When the slaves were freed in 1856, Booker’s family moved to Virginia. He worked in a salt mine until he saved enough money to travel from one side of Virginia to the other to go to school. After he finished school, he became a teacher until 1881 when a principal position opened in Alabama. Booker moved there and started the Tuskegee Institute. He taught his students to be hard-working and he believed African American’s could be equal to whites if educated, even during segregation.
Civil rights advocates didn’t think like Booker T. Washington. Rich white southerners did give him moral support and money to run the Tuskegee Institute. He did speak out against racism in his life and also said that he believed African American’s should have the right to vote. He wasn’t alive during the civil rights era, but he did give money to fight discrimination and segregation. After Booker T. Washington died in 1915, the Tuskegee Institute became a historical site.
Booker T Washington learned very young that black people were required to work very hard. One thing Booker had to do as a child was carry 100 pound sacks of grain to his plantation’s mill. One day on the way to the mill Booker looked in the window of a school house and saw all the white children his age sitting at desks and reading books. This made him determined to become educated. Once free, his mother bought him a book that he used to teach himself to read and write.
In 1866, Booker began working for Viola Ruffner. She was strict but she thought Booker was more mature, more intelligent and had more integrity than the other boys working for her.
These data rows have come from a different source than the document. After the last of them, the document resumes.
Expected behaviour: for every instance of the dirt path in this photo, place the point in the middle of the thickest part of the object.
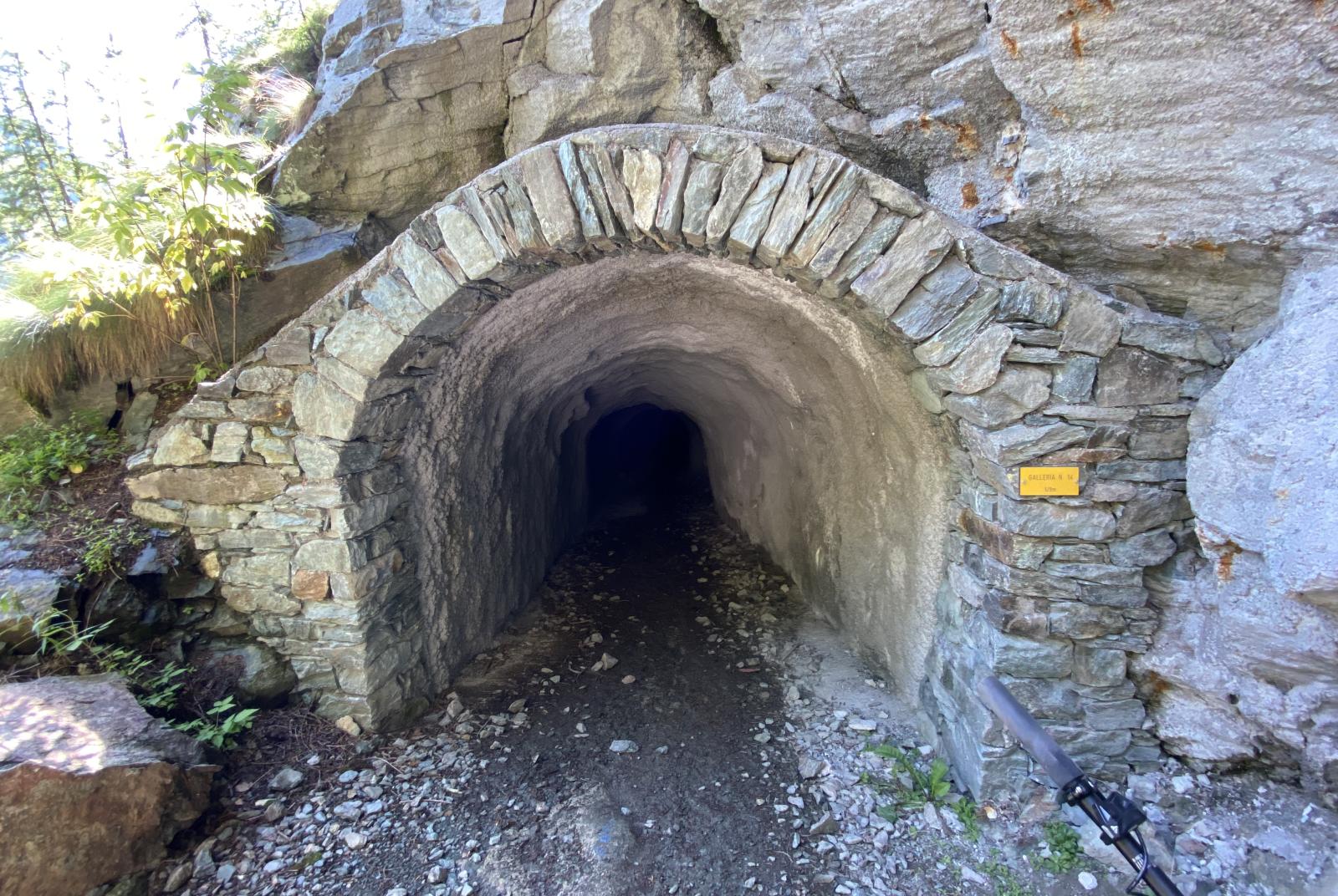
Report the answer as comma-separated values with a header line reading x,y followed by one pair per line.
x,y
749,771
693,806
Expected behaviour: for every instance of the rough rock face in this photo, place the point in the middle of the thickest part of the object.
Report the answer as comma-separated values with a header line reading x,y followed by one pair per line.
x,y
1184,158
91,787
1246,662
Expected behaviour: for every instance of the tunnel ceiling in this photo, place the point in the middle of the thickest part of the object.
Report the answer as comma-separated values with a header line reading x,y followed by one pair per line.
x,y
867,376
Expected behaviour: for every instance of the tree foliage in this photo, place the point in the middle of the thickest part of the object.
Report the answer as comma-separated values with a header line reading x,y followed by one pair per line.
x,y
107,267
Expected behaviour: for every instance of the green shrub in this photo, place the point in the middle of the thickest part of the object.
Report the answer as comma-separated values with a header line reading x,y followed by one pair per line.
x,y
929,787
1065,848
156,685
220,725
38,456
104,543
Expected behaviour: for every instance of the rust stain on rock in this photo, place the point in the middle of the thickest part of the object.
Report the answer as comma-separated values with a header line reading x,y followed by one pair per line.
x,y
969,197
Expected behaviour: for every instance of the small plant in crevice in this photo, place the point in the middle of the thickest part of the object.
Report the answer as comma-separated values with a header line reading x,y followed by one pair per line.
x,y
1005,882
156,685
104,545
912,788
221,724
1064,846
38,459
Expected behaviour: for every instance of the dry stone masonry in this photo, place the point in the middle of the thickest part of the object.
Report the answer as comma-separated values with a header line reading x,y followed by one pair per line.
x,y
305,475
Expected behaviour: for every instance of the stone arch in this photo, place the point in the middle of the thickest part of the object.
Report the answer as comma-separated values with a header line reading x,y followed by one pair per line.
x,y
291,470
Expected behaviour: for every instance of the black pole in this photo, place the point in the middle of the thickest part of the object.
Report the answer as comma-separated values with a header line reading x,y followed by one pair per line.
x,y
1116,816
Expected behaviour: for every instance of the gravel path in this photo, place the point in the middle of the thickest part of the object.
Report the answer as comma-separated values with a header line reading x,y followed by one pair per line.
x,y
668,720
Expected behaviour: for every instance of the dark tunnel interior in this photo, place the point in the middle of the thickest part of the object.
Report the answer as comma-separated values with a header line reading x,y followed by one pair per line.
x,y
644,459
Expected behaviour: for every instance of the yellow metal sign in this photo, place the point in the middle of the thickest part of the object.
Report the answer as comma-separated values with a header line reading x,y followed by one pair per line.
x,y
1047,481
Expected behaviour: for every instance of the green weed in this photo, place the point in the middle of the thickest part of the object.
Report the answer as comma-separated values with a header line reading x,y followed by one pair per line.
x,y
1065,848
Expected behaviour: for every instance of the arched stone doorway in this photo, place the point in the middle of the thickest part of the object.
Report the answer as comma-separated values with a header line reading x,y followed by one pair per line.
x,y
388,478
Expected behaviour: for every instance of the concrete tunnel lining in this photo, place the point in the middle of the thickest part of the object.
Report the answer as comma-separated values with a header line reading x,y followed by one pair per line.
x,y
815,447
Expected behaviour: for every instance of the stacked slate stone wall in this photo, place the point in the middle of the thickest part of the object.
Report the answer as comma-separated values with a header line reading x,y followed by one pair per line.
x,y
285,470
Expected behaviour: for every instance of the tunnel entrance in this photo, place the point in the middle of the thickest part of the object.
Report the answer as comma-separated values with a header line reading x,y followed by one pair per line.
x,y
644,461
388,481
636,384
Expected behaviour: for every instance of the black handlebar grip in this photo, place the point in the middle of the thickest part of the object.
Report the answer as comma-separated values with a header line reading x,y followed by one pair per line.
x,y
1034,740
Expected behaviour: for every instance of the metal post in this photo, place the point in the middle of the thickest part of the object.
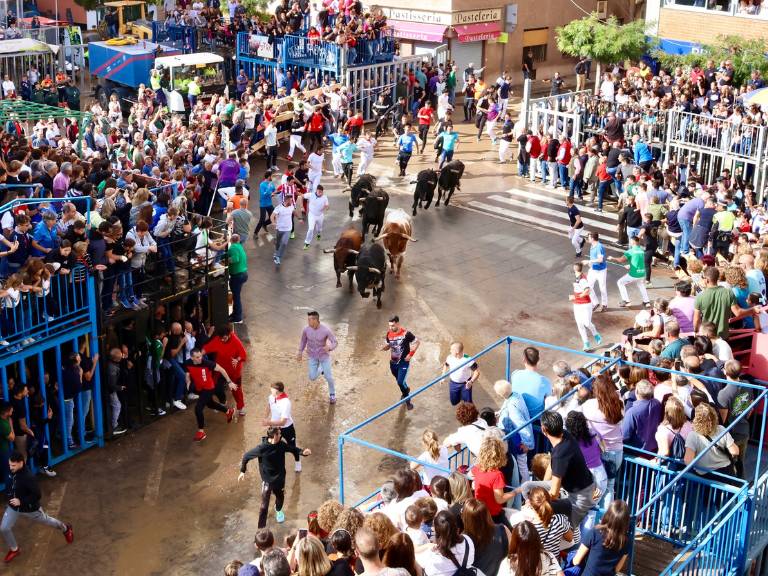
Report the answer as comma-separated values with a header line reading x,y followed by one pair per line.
x,y
341,468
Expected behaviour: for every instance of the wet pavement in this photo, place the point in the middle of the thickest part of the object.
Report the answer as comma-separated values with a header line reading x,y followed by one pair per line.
x,y
154,502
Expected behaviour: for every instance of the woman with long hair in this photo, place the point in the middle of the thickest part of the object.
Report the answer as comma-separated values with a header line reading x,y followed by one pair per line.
x,y
491,540
526,555
605,413
604,550
433,453
489,480
552,528
401,554
451,548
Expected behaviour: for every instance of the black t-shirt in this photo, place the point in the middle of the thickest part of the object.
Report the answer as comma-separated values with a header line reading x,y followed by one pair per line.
x,y
568,464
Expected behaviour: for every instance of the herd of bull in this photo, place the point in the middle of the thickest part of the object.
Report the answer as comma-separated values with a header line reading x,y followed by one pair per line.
x,y
367,263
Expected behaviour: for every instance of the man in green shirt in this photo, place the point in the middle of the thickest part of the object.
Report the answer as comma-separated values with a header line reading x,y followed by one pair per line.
x,y
717,304
635,257
238,276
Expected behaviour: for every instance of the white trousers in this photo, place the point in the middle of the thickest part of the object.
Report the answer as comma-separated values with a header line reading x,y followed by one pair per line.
x,y
583,315
575,236
503,149
336,163
599,277
365,161
314,180
314,226
295,142
625,281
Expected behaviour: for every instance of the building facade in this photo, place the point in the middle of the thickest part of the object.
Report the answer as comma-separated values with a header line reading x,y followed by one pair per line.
x,y
684,25
492,33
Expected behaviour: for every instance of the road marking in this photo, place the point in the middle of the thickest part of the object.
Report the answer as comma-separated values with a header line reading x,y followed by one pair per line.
x,y
155,476
42,542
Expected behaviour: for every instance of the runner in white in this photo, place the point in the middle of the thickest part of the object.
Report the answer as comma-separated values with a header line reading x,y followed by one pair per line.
x,y
582,307
315,161
318,206
367,145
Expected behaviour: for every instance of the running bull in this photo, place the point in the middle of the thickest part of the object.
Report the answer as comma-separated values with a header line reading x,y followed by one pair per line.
x,y
396,233
370,271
Viola saw his desire for education and allowed him to attend school for an hour a day in the winter months. Eventually Booker saved enough money to walk 500 miles to the Hampton Institute. He worked as a janitor to be able to afford school.
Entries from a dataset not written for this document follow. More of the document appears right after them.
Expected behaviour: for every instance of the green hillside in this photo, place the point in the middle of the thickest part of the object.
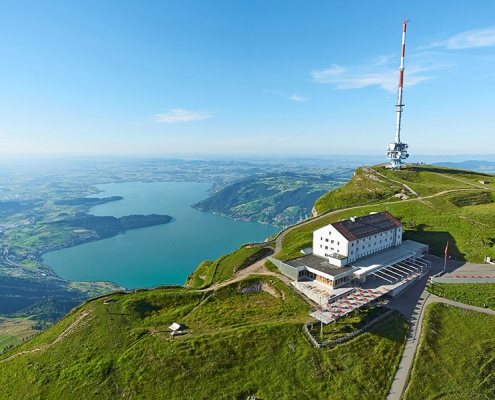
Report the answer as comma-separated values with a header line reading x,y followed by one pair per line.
x,y
436,205
246,338
277,199
236,345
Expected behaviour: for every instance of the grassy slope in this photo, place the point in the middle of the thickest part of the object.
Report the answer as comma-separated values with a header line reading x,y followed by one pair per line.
x,y
456,357
475,294
240,345
465,218
237,345
226,266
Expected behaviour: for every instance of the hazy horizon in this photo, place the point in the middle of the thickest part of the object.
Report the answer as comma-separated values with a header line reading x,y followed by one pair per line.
x,y
265,78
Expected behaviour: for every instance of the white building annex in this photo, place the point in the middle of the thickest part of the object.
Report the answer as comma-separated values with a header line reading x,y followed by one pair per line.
x,y
358,252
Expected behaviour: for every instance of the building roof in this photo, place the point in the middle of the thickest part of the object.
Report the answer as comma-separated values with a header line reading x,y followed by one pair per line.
x,y
359,227
318,263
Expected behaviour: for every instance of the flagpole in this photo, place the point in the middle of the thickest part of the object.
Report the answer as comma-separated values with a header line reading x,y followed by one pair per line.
x,y
445,257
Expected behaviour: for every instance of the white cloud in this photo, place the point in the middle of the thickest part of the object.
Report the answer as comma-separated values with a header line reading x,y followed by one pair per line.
x,y
295,97
181,115
469,39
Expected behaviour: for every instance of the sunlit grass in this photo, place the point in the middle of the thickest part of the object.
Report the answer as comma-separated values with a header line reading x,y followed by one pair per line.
x,y
456,357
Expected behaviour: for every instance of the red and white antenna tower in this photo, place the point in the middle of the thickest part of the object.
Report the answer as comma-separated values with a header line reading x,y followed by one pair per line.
x,y
397,151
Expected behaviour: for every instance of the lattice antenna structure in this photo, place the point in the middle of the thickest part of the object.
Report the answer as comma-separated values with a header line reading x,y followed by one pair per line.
x,y
397,151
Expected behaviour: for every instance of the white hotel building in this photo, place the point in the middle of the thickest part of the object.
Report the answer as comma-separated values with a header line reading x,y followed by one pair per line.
x,y
356,251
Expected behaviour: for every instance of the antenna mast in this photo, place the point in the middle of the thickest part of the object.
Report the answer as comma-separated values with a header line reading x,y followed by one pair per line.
x,y
397,151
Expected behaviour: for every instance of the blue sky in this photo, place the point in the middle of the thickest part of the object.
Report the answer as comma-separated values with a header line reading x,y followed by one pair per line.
x,y
245,77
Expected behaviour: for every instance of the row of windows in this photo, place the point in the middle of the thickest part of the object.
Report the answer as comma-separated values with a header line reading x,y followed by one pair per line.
x,y
333,241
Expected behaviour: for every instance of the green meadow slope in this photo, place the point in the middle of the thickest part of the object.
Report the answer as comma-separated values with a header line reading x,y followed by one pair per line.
x,y
436,205
240,341
246,338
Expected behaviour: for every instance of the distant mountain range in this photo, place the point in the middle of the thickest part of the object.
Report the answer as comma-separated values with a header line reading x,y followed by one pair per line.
x,y
473,165
278,199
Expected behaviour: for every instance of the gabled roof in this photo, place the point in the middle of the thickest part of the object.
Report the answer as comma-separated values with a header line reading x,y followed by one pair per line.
x,y
365,226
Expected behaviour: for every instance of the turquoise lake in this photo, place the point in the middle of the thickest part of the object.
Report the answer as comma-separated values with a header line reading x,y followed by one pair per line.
x,y
163,254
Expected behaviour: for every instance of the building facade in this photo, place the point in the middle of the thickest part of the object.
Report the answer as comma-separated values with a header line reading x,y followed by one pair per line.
x,y
345,242
356,251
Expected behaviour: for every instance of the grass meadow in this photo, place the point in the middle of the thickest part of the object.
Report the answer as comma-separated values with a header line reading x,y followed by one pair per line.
x,y
475,294
456,357
236,345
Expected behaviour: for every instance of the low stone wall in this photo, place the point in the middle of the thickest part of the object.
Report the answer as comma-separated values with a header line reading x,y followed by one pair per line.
x,y
344,338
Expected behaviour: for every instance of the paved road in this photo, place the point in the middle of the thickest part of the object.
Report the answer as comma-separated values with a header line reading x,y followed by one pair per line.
x,y
412,303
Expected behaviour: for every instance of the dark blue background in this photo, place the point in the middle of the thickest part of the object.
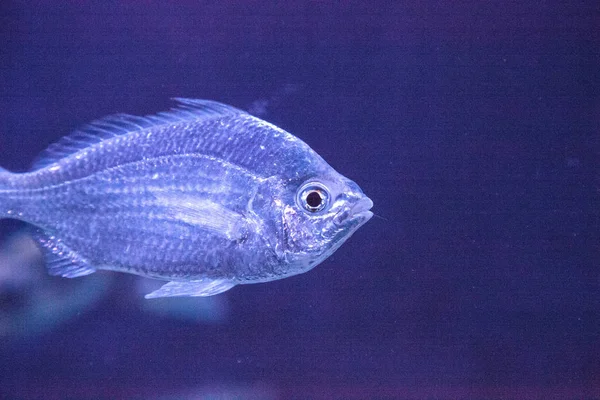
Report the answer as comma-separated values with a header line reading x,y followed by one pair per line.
x,y
474,127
The school’s founder, General Samuel C. Armstrong, noticed how hard Booker worked and how determined he was to graduate and offered him a scholarship paid for by a white man. In 1881, General Armstrong was asked to recommend a white man to run Tuskegee University. Armstrong recommended Booker instead. Tuskegee is where Booker became an educator, author, fund raiser and public speaker. Booker traveled around the country raising funds from mostly rich white men.
Tuskegee became a leading school in the country during Booker’s life. When Booker died in 1915 the school had more than 100 buildings, 1500 students, and 200 teachers. Booker T. Washington was considered a national spokesman for educated black people. In 1895 he gave a speech known as the “Atlanta Compromise” where he stated segregation was fine as long as whites allowed blacks to earn the same amount of money, receive the same education and receive equal justice in the courts.
In 1901 Booker became the first African American to visit the White House after President Roosevelt invited him. Booker then wrote his autobiography, Up From Slavery. He started to lose his popularity in 1913 and in 1915 died of a heart attack.
Booker T. Washington helped pave the way for me to be able to go to school with my neighbors and friends. We are all equal now. I don’t think Booker believed that my friends of all skin colors and me would ever be together at school and equal. He died before the civil rights era really started. Jim Crow laws made it hard to believe that in 2013 the United States would have a black president.
I think Booker was scared of retaliation because 100 years ago he secretly financed court cases challenging segregation. He was brave though. He walked 500 miles to go to school. That is amazing. I believe my sources gave an honest account of Booker T. Washington because all the information I read stated the same facts.
Bibliography – Schroeder, Alan. Booker T. Washington. New York: Chelsea House, 1992. Print. "Booker T. Washington." Bio.com. A&E Networks Television, 2013. Web. 20 Mar. 2013.